Ce container blanc hante toujours aujourd’hui Mustafa. « Les corps étaient entreposés dans des positions déstructurées, nus, raconte-t-il écœuré. Personne n’en parlait, ni les politiques ni les associations ».
Il croise alors le chemin d’une Syrienne venue d’Allemagne. « Elle cherchait sa sœur et ses enfants. Elle avait une photo de celle-ci, mais c’était très difficile de l’identifier ». Mustafa finit par la trouver « dans le container… reconnaissable seulement grâce à une cicatrice qu’elle portait sur le corps ». Les vagues rejettent sur les plages de galets des cadavres souvent abîmés par la mer.
La colère de Mustafa se mélange à sa sidération. « Je ne pensais qu’à ça, à ce container, je ne pouvais plus manger, plus dormir, il fallait que je fasse quelque chose ». Il a choisi de leur donner un lieu pour inhumer ces naufragés.
George Katzanos, adjoint au maire © Michel Slomka
Il se tourne vers la municipalité de Mytilène pour obtenir un terrain. Elle lui demande d’attendre « des autorisations ». Mais il y a urgence, dit Mustafa. « Les questions politiques je m’en fiche, on parle là de dignité ». Un adjoint au maire, George Katzanos, pleure lorsque Mustafa lui décrit ce container. Il lui octroie finalement un champ d’oliviers, à vingt minutes de Mytilène où Mustafa va mettre en terre, à la chaîne.

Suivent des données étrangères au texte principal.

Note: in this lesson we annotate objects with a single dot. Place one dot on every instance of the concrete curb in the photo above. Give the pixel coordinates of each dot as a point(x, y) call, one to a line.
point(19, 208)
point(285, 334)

En sept jours, en novembre, j’ai enterré 57 personnes. Depuis, je fais ça régulièrement.
Mustafa Dawa
Entre 2015 et 2018, Mustafa organise « 96 funérailles ». Quelques familles viennent, d’autres le contactent aussi lorsqu’elles cherchent des proches. « Ce n’est pas mon travail, mais je ne partirai pas de Lesbos tant que le cimetière ne sera pas reconnu et légal. Le gouvernement doit faire venir un imam ». Mustafa explique qu’ « un propriétaire du village veut (le) poursuivre en justice pour fermer le cimetière ».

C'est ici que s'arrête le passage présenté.